There are roughly 600 kids in my school building, 200 of whom do not qualify for immunization yet. There are roughly 1020 students in my kid's high school, all of whom are eligible for immunization. If county stats average out among children, 78% of them are immunized (Hurray! Last I heard, we only need 60-70% for herd immunity to help, if it's going to help with this).
Our district's year-round elementary school has already had several cases (I'm vague on numbers because there isn't very good transparency: the district is trying to ride that line between sharing information to allow people to protect themselves and avoiding causes panic). A colleague who just put her baby back in day care so she can return to work just found out that her baby (not old enough to be immunized) has caught it (thankfully, a mild case, so far).

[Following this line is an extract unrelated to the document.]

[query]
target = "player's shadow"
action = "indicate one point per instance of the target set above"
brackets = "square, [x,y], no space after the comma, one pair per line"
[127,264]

I'll do the best I can, of course, to give my students a good experience within these limits, but it's challenging. Finding a spark of joy and enthusiasm is difficult. I already feel snowed under and I haven't started.
I took my summer as slowly as I could, trying to balance taking some rejuvenating opportunities (like seeing my family and attending author events) with self-care. But eleven weeks wasn't enough to find my balance and recharge. I can't even imagine how my colleagues who took on summer work must be feeling (luckily, my husband gets paid better than me, and funds my nasty teaching habit, letting me stay unemployed during summer hiatus).
So, to all the teachers out there, take care of yourselves. Push back when the world pushes too far--you know they'll eat us alive if we let them. Keep working on the balance between dedication and burnout.
To all the kids and families of school children, remember that teachers are people, and when you feel you need to advocate for your children, do so with kindness and a heart to help, not blame.
For everyone else, pray for us, if you're people who pray. Vote for us and policies that support us, if you're people who vote. Remember that these kids will take care of you in your old age--don't you want them to grow up whole, hale, and educated?